Led Zeppelin remasterizado

Led Zeppelin, el dirigible que porta una irreverente propuesta y perturbador arsenal polirítmico y microtonal desde los años de la contracultura, desafió los convencionalismos de la cultura rock y hoy revitaliza la grandeza de los tres primeros álbumes, considerados obras maestras del blues progresivo  experimental.

La agrupación llega al 2014 venerada como un grupo de culto y estudio, imprescindible para las nuevas generaciones de músicos.

El inusual rango del vocalista Robert Plant y sus célebres glissandis microtonales, en alturas tímbricas nunca antes escuchadas en una voz masculina en ese género, revolucionaron el concepto de usar la voz, desprovista de artificios y con una capacidad de abordar cualquier reto en los tonos que le impusiera la inventiva de uno de los más hábiles guitarristas: Jimmy Page, virtuoso multiejecutante en el universo de las cuerdas punteadas.
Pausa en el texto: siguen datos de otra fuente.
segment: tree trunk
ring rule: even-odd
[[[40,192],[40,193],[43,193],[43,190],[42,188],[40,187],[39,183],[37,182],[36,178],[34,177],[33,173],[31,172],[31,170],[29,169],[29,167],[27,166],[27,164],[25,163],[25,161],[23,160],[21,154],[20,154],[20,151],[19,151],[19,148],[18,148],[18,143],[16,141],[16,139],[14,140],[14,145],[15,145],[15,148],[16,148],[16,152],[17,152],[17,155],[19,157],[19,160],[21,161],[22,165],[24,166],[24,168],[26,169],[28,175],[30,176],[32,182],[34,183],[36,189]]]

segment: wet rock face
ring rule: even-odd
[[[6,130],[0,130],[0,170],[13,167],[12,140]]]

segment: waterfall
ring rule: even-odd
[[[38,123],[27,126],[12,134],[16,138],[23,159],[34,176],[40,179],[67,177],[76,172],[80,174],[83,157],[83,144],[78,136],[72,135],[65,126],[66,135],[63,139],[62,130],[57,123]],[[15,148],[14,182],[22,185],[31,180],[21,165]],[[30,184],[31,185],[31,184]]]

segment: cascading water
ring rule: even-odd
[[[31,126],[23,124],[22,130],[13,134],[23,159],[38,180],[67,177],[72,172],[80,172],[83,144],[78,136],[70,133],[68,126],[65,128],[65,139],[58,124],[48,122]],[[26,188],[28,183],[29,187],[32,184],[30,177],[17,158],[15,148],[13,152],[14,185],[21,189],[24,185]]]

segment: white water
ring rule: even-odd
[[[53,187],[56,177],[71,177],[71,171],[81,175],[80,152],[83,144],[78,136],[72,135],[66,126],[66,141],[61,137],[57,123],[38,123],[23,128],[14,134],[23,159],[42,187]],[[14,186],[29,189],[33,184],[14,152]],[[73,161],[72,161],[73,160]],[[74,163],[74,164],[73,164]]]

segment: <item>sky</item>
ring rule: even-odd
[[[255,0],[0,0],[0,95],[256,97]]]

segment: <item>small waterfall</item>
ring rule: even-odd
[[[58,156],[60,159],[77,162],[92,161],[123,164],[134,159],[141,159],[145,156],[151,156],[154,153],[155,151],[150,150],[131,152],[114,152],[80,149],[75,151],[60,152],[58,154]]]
Los diálogos entre la voz y notas extremas de la guitarra impusieron un fraseo espacial, la metáfora del sensualismo cósmico, convirtieron esta música, para la cultura rock pesado, en un “antes y después de Led Zeppelin” para la historia de la música popular. La comunicación entre sus integrantes habla de una afortunada conjunción de individualidades al servicio de un concepto creado, entre Jimmy Page, Plant y secundado por el talento de John Paul Jones y Bohnam.

Este baterista hizo célebre una afinación particular en sus toms intermedios, incluso llegó a integrar diseños rítmicos y fusiones culturales de la música  sefardi,  árabe  y  oriental.

Para la música creada por Led Zeppelin, John Paul Jones, músico de alta solvencia académica, creó un consistente bajo melódico, y el órgano por momentos, litúrgico, pero con la magia de acordes creados, que evocan un sonoro plasma espacial y fluidos estelares.

Jimmy Page, el primer requintista de heavy metal en utilizar en concierto un arco de violín para obtener de la guitarra eléctrica atmósferas del carácter de ligüetti, en un plano atemporal y entretejiendo atmósferas lúdicas que no han perdido vigencia y que incrementan el culto universal hacia este grupo que consolidó lo experimental con una nueva expresión musical.

Los tres primeros álbumes, considerados por la crítica como los más logrados, acaban de ser lanzados al mercado en una edición remasterizada, que agrega un segundo disco a cada clásico, con toma adicional, mezclas desconocidas y alternas.

Led Zeppelin, cuyo nombre está inspirado en el famoso dirigible de los años cuarenta, un trasporte aéreo que se incendió, llegó a ser un Titanic de los aires y venderse como invencible, un vehículo que sobrepasaba límites para la técnica de la época.

El legado se reinventa con la aparición de estos discos compactos, originalmente acetatos. En su tiempo, estos músicos podrían considerarse precursores del rock actual y mentores de la psicodelia espiritual sonora, para ya varias generaciones, por la atemporalidad de su música.